A distributed system is a group of components working together to achieve a unified goal. In terms of systems, component is nothing but a process.

Why do we need Distributed Systems ?

One single answer to this question - Scalability. Lets a take a simple example of web server. A web server receives requests from client, processes the request and sends back the response.

Web Server Example

One typical server handles 10000 active concurrent connections, even if we consider ports space is 0-65k (ignoring memory requirements for that many active connections), we are limited by the 65000 for total number of requests served by a single server. So we need more than one server if we have requests greater than 65k. To solve this problem we have multiple servers doing the same job of serving the client requests. The moment we introduced mutiple servers , we need to handle the problem of sharing the state of webserver across multiple web servers. If we do not have any dynamic state, ie serving static content like images, text , we can simply replicate data on both the servers and each server uses its own data and process client requests.

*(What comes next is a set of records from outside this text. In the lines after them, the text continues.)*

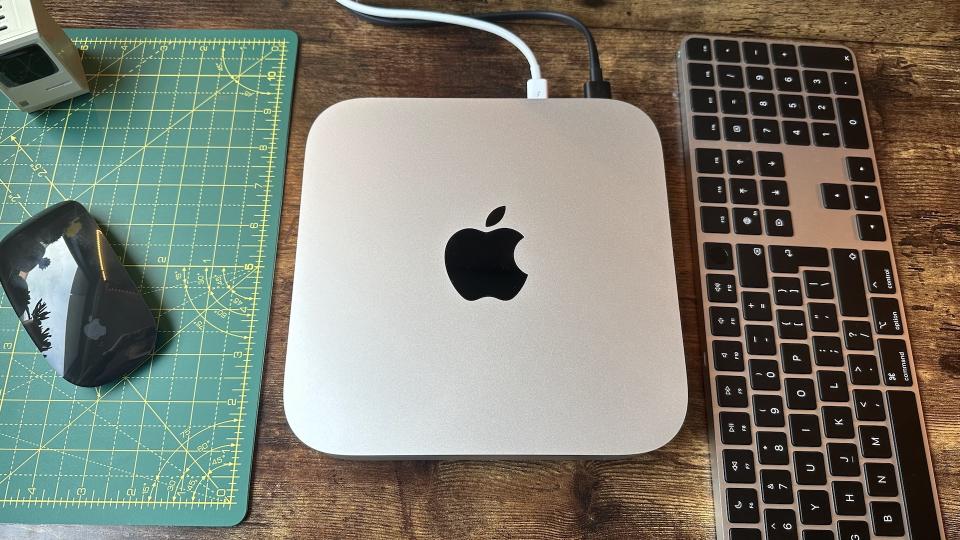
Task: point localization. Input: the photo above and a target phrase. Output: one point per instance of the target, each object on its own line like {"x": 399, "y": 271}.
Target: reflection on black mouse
{"x": 74, "y": 297}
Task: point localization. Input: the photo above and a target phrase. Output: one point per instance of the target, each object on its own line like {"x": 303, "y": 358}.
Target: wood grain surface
{"x": 909, "y": 53}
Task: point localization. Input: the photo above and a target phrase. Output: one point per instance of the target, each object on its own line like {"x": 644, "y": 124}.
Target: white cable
{"x": 536, "y": 86}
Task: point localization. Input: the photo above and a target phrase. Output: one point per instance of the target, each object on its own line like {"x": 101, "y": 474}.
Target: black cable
{"x": 595, "y": 87}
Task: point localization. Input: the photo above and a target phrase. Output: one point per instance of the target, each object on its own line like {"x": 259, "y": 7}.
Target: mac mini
{"x": 484, "y": 278}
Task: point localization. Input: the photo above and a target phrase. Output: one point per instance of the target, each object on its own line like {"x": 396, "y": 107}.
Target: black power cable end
{"x": 597, "y": 89}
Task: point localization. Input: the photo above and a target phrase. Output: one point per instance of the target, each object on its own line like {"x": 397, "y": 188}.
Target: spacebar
{"x": 914, "y": 469}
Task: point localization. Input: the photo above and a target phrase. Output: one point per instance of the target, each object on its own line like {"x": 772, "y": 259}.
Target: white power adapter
{"x": 39, "y": 65}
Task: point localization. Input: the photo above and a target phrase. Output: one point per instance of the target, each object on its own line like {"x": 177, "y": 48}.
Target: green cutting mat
{"x": 179, "y": 154}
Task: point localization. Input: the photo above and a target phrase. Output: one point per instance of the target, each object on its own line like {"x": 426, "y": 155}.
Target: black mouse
{"x": 75, "y": 298}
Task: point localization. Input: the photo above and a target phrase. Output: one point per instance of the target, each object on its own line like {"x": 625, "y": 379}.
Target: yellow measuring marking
{"x": 179, "y": 153}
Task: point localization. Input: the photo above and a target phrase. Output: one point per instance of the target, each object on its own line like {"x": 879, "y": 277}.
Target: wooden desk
{"x": 909, "y": 53}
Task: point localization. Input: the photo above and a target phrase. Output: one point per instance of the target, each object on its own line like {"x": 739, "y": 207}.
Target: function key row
{"x": 782, "y": 54}
{"x": 760, "y": 78}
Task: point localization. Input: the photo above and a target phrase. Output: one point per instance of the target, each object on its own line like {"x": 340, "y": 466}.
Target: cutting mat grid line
{"x": 179, "y": 154}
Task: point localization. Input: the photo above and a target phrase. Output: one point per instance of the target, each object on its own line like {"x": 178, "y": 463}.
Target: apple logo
{"x": 482, "y": 264}
{"x": 94, "y": 330}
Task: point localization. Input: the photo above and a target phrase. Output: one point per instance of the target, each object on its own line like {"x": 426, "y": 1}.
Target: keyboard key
{"x": 823, "y": 317}
{"x": 887, "y": 518}
{"x": 738, "y": 467}
{"x": 783, "y": 55}
{"x": 779, "y": 222}
{"x": 845, "y": 84}
{"x": 814, "y": 507}
{"x": 742, "y": 505}
{"x": 721, "y": 288}
{"x": 796, "y": 358}
{"x": 735, "y": 428}
{"x": 781, "y": 524}
{"x": 775, "y": 193}
{"x": 743, "y": 191}
{"x": 698, "y": 49}
{"x": 772, "y": 448}
{"x": 712, "y": 190}
{"x": 736, "y": 129}
{"x": 857, "y": 336}
{"x": 756, "y": 306}
{"x": 776, "y": 486}
{"x": 879, "y": 272}
{"x": 837, "y": 423}
{"x": 818, "y": 284}
{"x": 791, "y": 106}
{"x": 825, "y": 134}
{"x": 866, "y": 198}
{"x": 731, "y": 391}
{"x": 796, "y": 133}
{"x": 724, "y": 321}
{"x": 791, "y": 324}
{"x": 703, "y": 100}
{"x": 826, "y": 58}
{"x": 787, "y": 259}
{"x": 770, "y": 164}
{"x": 714, "y": 219}
{"x": 762, "y": 104}
{"x": 764, "y": 374}
{"x": 730, "y": 76}
{"x": 914, "y": 469}
{"x": 768, "y": 410}
{"x": 809, "y": 468}
{"x": 835, "y": 196}
{"x": 833, "y": 386}
{"x": 895, "y": 362}
{"x": 863, "y": 371}
{"x": 740, "y": 162}
{"x": 875, "y": 442}
{"x": 881, "y": 479}
{"x": 766, "y": 131}
{"x": 853, "y": 530}
{"x": 821, "y": 108}
{"x": 852, "y": 123}
{"x": 753, "y": 266}
{"x": 727, "y": 355}
{"x": 700, "y": 74}
{"x": 733, "y": 102}
{"x": 718, "y": 256}
{"x": 706, "y": 128}
{"x": 755, "y": 53}
{"x": 726, "y": 50}
{"x": 709, "y": 161}
{"x": 816, "y": 82}
{"x": 800, "y": 394}
{"x": 870, "y": 227}
{"x": 860, "y": 169}
{"x": 747, "y": 221}
{"x": 843, "y": 459}
{"x": 850, "y": 289}
{"x": 760, "y": 340}
{"x": 805, "y": 430}
{"x": 869, "y": 405}
{"x": 848, "y": 499}
{"x": 788, "y": 80}
{"x": 745, "y": 534}
{"x": 828, "y": 351}
{"x": 887, "y": 318}
{"x": 759, "y": 78}
{"x": 786, "y": 291}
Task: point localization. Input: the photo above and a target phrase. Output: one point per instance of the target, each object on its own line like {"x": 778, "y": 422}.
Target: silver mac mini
{"x": 484, "y": 278}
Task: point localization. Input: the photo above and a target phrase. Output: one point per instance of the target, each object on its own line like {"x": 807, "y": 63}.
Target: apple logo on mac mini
{"x": 482, "y": 264}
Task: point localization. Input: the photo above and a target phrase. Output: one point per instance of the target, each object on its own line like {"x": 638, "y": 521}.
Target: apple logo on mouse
{"x": 482, "y": 264}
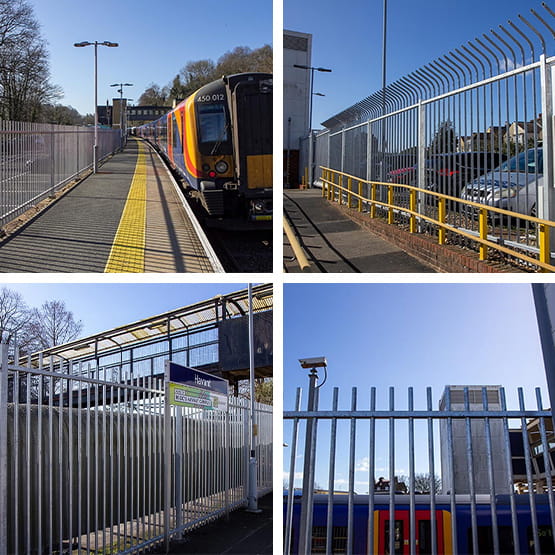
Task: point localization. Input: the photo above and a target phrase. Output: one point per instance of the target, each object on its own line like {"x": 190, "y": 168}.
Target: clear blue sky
{"x": 347, "y": 38}
{"x": 105, "y": 306}
{"x": 156, "y": 40}
{"x": 405, "y": 335}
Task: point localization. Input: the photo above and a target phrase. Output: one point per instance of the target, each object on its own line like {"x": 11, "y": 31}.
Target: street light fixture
{"x": 120, "y": 90}
{"x": 96, "y": 44}
{"x": 311, "y": 146}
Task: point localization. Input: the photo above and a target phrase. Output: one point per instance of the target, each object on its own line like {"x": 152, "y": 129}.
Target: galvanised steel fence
{"x": 472, "y": 476}
{"x": 475, "y": 124}
{"x": 37, "y": 159}
{"x": 84, "y": 459}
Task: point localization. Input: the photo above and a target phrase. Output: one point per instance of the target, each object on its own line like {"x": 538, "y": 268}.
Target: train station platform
{"x": 335, "y": 243}
{"x": 128, "y": 217}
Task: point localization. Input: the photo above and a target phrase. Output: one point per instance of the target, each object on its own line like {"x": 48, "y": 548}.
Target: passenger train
{"x": 220, "y": 140}
{"x": 444, "y": 524}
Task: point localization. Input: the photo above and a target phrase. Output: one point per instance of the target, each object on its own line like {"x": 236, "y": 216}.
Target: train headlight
{"x": 221, "y": 166}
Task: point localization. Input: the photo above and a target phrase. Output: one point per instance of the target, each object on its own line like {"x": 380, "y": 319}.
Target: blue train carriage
{"x": 220, "y": 140}
{"x": 444, "y": 524}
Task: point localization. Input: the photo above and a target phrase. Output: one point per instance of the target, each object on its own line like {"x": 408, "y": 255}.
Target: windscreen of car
{"x": 524, "y": 162}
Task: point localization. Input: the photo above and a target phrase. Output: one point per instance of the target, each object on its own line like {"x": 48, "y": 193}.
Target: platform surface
{"x": 128, "y": 217}
{"x": 334, "y": 243}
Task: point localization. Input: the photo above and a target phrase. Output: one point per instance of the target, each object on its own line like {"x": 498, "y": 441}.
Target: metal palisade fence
{"x": 37, "y": 159}
{"x": 476, "y": 125}
{"x": 85, "y": 459}
{"x": 472, "y": 476}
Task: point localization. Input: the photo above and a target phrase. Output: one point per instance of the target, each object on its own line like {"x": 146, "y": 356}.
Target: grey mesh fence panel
{"x": 86, "y": 459}
{"x": 37, "y": 159}
{"x": 485, "y": 465}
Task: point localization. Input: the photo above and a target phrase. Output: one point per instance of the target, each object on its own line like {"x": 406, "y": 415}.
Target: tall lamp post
{"x": 120, "y": 90}
{"x": 311, "y": 147}
{"x": 96, "y": 44}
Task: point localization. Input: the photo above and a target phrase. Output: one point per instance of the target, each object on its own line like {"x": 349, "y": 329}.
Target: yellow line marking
{"x": 128, "y": 250}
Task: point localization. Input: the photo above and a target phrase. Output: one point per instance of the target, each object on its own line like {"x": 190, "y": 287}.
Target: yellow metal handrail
{"x": 333, "y": 184}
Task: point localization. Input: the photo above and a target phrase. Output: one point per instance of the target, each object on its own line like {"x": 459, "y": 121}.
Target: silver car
{"x": 512, "y": 186}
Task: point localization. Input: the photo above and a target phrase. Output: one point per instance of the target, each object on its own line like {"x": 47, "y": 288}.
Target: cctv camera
{"x": 315, "y": 362}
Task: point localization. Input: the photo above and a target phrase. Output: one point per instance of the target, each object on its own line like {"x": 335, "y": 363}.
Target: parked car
{"x": 402, "y": 175}
{"x": 449, "y": 173}
{"x": 512, "y": 186}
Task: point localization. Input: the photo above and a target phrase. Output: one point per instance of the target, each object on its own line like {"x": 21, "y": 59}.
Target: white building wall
{"x": 297, "y": 49}
{"x": 460, "y": 482}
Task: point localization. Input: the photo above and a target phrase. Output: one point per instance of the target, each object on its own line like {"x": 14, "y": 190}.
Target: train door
{"x": 401, "y": 533}
{"x": 251, "y": 112}
{"x": 169, "y": 131}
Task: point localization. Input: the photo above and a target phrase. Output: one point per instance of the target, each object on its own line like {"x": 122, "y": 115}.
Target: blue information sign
{"x": 192, "y": 388}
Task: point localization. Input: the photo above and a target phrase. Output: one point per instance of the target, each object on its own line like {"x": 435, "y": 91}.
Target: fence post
{"x": 253, "y": 463}
{"x": 546, "y": 191}
{"x": 305, "y": 533}
{"x": 483, "y": 229}
{"x": 52, "y": 161}
{"x": 3, "y": 443}
{"x": 167, "y": 457}
{"x": 310, "y": 161}
{"x": 441, "y": 217}
{"x": 369, "y": 155}
{"x": 421, "y": 155}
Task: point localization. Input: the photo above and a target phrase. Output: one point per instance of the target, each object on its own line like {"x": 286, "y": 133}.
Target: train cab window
{"x": 338, "y": 539}
{"x": 399, "y": 537}
{"x": 211, "y": 123}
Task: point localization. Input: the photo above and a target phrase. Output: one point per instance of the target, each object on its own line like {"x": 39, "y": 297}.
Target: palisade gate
{"x": 488, "y": 101}
{"x": 471, "y": 476}
{"x": 91, "y": 460}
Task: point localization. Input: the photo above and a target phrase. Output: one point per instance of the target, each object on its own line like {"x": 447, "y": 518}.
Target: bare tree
{"x": 52, "y": 324}
{"x": 14, "y": 313}
{"x": 154, "y": 96}
{"x": 197, "y": 73}
{"x": 24, "y": 72}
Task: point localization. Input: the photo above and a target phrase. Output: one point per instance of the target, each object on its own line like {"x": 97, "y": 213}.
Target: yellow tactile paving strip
{"x": 128, "y": 250}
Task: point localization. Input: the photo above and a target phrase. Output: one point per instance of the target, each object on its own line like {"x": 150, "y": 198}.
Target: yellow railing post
{"x": 483, "y": 227}
{"x": 545, "y": 250}
{"x": 412, "y": 206}
{"x": 390, "y": 215}
{"x": 441, "y": 219}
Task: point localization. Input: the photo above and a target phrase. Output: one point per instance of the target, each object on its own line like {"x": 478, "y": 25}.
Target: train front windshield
{"x": 212, "y": 123}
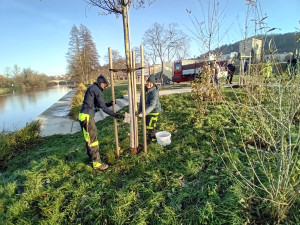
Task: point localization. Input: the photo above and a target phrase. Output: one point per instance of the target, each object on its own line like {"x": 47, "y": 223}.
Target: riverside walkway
{"x": 55, "y": 120}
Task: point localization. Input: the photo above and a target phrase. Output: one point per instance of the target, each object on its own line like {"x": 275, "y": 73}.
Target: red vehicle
{"x": 187, "y": 70}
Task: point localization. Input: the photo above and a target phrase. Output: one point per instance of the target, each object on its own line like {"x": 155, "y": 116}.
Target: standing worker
{"x": 230, "y": 71}
{"x": 93, "y": 101}
{"x": 152, "y": 107}
{"x": 217, "y": 70}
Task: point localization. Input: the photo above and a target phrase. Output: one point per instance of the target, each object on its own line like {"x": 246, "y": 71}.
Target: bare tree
{"x": 82, "y": 56}
{"x": 120, "y": 7}
{"x": 165, "y": 43}
{"x": 16, "y": 70}
{"x": 207, "y": 29}
{"x": 7, "y": 72}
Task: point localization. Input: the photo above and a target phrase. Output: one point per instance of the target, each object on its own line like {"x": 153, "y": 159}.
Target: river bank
{"x": 55, "y": 120}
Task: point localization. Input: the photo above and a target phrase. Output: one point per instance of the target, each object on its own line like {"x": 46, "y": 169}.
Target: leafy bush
{"x": 14, "y": 143}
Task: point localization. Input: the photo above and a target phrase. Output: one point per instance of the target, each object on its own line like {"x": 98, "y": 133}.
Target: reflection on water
{"x": 23, "y": 106}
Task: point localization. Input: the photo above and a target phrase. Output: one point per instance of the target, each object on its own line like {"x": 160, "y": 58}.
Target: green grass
{"x": 182, "y": 183}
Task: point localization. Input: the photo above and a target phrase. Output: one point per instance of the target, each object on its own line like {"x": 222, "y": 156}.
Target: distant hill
{"x": 284, "y": 43}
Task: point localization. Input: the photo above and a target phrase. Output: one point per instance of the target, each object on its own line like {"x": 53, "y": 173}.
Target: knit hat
{"x": 102, "y": 79}
{"x": 151, "y": 79}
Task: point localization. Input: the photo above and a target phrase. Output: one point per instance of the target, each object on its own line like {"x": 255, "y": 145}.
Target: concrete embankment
{"x": 55, "y": 120}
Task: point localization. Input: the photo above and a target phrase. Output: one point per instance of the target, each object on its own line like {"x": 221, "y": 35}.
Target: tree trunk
{"x": 133, "y": 125}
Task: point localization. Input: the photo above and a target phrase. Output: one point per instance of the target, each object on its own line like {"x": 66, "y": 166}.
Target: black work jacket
{"x": 93, "y": 100}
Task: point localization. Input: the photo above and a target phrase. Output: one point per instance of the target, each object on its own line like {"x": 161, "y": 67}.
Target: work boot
{"x": 99, "y": 166}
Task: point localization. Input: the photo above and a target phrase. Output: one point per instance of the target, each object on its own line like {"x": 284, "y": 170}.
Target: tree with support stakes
{"x": 121, "y": 7}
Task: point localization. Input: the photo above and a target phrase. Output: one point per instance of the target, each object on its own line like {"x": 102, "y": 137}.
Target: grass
{"x": 16, "y": 142}
{"x": 182, "y": 183}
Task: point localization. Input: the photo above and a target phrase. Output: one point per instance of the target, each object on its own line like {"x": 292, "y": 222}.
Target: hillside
{"x": 284, "y": 43}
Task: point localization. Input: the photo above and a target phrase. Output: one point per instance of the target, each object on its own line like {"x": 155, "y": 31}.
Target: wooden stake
{"x": 133, "y": 145}
{"x": 134, "y": 98}
{"x": 113, "y": 99}
{"x": 143, "y": 98}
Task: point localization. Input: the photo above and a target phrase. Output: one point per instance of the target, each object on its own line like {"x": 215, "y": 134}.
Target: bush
{"x": 14, "y": 143}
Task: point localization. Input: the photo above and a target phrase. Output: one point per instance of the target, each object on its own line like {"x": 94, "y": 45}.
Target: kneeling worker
{"x": 152, "y": 107}
{"x": 93, "y": 100}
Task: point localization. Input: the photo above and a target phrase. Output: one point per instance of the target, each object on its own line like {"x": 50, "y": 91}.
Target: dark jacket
{"x": 93, "y": 100}
{"x": 152, "y": 104}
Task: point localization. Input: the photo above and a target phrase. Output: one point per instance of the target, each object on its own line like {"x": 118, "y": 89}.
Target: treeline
{"x": 25, "y": 78}
{"x": 284, "y": 43}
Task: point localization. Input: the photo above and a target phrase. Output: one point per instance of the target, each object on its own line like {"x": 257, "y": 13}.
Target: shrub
{"x": 13, "y": 143}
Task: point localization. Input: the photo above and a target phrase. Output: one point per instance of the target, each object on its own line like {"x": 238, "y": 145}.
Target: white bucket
{"x": 163, "y": 138}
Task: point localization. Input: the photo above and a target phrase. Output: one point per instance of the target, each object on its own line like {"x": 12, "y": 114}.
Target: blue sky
{"x": 35, "y": 33}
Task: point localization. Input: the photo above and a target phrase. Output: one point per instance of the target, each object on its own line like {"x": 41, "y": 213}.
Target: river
{"x": 23, "y": 106}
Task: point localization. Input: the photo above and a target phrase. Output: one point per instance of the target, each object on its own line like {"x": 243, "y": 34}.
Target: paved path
{"x": 55, "y": 120}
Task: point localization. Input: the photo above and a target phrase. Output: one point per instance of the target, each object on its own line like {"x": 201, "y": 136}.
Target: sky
{"x": 35, "y": 34}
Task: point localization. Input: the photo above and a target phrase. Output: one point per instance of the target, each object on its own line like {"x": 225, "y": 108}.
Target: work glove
{"x": 110, "y": 103}
{"x": 119, "y": 116}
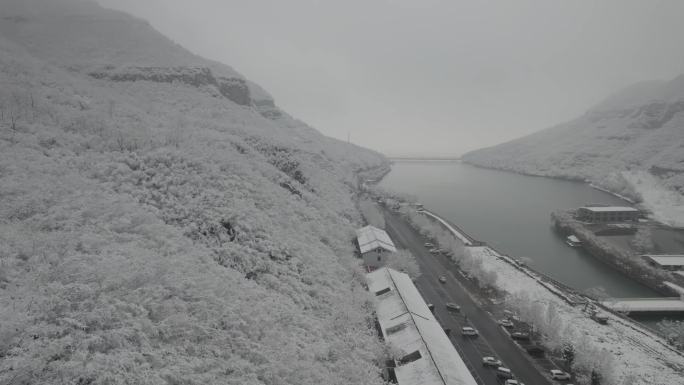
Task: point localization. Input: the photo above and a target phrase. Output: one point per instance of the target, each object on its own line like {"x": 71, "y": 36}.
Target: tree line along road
{"x": 492, "y": 341}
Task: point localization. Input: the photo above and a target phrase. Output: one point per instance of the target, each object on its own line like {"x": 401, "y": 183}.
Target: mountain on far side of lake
{"x": 632, "y": 143}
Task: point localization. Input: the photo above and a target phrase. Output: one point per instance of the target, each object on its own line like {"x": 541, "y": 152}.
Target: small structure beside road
{"x": 406, "y": 323}
{"x": 604, "y": 214}
{"x": 671, "y": 262}
{"x": 374, "y": 245}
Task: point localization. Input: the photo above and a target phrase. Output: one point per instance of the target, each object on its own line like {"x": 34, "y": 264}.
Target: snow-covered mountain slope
{"x": 632, "y": 143}
{"x": 162, "y": 221}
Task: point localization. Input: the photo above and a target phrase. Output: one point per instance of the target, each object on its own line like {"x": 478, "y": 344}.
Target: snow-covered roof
{"x": 440, "y": 363}
{"x": 667, "y": 259}
{"x": 675, "y": 287}
{"x": 603, "y": 209}
{"x": 371, "y": 238}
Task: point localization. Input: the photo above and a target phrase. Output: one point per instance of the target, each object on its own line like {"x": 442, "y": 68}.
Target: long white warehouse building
{"x": 407, "y": 324}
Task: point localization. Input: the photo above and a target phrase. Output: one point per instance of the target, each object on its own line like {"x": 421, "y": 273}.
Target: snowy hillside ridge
{"x": 234, "y": 89}
{"x": 640, "y": 129}
{"x": 156, "y": 232}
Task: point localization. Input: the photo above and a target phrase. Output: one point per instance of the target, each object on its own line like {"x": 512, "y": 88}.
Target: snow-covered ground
{"x": 630, "y": 144}
{"x": 639, "y": 355}
{"x": 666, "y": 205}
{"x": 156, "y": 231}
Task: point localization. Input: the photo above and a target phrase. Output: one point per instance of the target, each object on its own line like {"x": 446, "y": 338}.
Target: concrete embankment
{"x": 628, "y": 264}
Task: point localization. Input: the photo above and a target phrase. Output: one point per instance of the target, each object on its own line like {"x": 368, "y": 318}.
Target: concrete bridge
{"x": 646, "y": 305}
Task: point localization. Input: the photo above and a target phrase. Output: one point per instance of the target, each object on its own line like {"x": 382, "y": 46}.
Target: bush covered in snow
{"x": 158, "y": 232}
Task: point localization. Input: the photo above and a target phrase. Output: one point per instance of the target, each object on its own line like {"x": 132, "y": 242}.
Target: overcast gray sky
{"x": 430, "y": 77}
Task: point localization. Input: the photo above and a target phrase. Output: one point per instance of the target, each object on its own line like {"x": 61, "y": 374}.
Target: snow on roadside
{"x": 639, "y": 356}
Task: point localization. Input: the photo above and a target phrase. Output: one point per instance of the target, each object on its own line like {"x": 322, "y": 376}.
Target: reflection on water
{"x": 511, "y": 212}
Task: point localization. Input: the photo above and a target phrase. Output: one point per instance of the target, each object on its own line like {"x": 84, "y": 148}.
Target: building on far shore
{"x": 607, "y": 214}
{"x": 374, "y": 246}
{"x": 671, "y": 262}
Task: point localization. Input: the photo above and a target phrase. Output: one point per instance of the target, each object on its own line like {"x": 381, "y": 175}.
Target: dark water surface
{"x": 511, "y": 212}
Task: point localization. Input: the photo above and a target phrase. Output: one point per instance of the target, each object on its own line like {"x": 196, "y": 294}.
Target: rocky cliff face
{"x": 232, "y": 88}
{"x": 162, "y": 221}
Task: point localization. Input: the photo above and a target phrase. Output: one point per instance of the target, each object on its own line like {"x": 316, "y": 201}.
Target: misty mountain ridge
{"x": 162, "y": 220}
{"x": 632, "y": 143}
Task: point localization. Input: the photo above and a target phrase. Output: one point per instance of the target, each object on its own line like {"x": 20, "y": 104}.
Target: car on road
{"x": 559, "y": 375}
{"x": 506, "y": 323}
{"x": 523, "y": 336}
{"x": 535, "y": 351}
{"x": 502, "y": 372}
{"x": 491, "y": 361}
{"x": 599, "y": 317}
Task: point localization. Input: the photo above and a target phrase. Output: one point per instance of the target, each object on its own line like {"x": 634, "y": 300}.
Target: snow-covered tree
{"x": 404, "y": 261}
{"x": 372, "y": 214}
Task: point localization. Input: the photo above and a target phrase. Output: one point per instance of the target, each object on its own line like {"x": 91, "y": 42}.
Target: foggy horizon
{"x": 439, "y": 78}
{"x": 163, "y": 220}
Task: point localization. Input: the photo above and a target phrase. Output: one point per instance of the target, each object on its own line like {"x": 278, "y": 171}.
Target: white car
{"x": 506, "y": 323}
{"x": 502, "y": 372}
{"x": 491, "y": 361}
{"x": 559, "y": 375}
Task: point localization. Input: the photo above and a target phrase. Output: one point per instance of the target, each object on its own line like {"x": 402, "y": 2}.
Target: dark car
{"x": 523, "y": 336}
{"x": 535, "y": 351}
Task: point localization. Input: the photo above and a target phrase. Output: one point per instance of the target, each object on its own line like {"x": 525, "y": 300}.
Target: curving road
{"x": 493, "y": 339}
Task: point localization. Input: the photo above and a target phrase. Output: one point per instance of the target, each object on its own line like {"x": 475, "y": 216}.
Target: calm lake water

Considered the scenario in which we need to share the state across mutiple servers. Now we have 2 solutions.

Method 1:

One server stores the entire state or data. Another server requests whenever data is required. But this approach has couple of flaws. One of the flaw is availability of service. If server 1 goes down, server 2 cannot serve requests, since server 2 do not have access to data. So even after scaling to 2 machines we could only guarantee availbility of 1 machine.

Method 2:

We host data in another machine ie. database. So even though server-0 goes down, server-1 could still server requests accessing data from database.

Web Server with machine Example

Lets come back to original question . Did we scale beyond maximum capacity of one server ? No, earlier webserver has the bottleneck of maximum connections, now the database has the problem of maximum connection. But this solution is better than previous solution if the server is a bit smart. If the server makes a new connection for every request it receives then we have no additional advantage. Now that server has bunch of requests it could make batch of requests in one single connection instead of requesting multiple connections.

Now what if 1 database server has to serve requests more than its capacity. Like we did earlier, we could launch another instance of database machine. But we have another problem here, since data or state needs to be same on both database servers, we need to synchronize. So we need to design systems which are in sync and handle requests.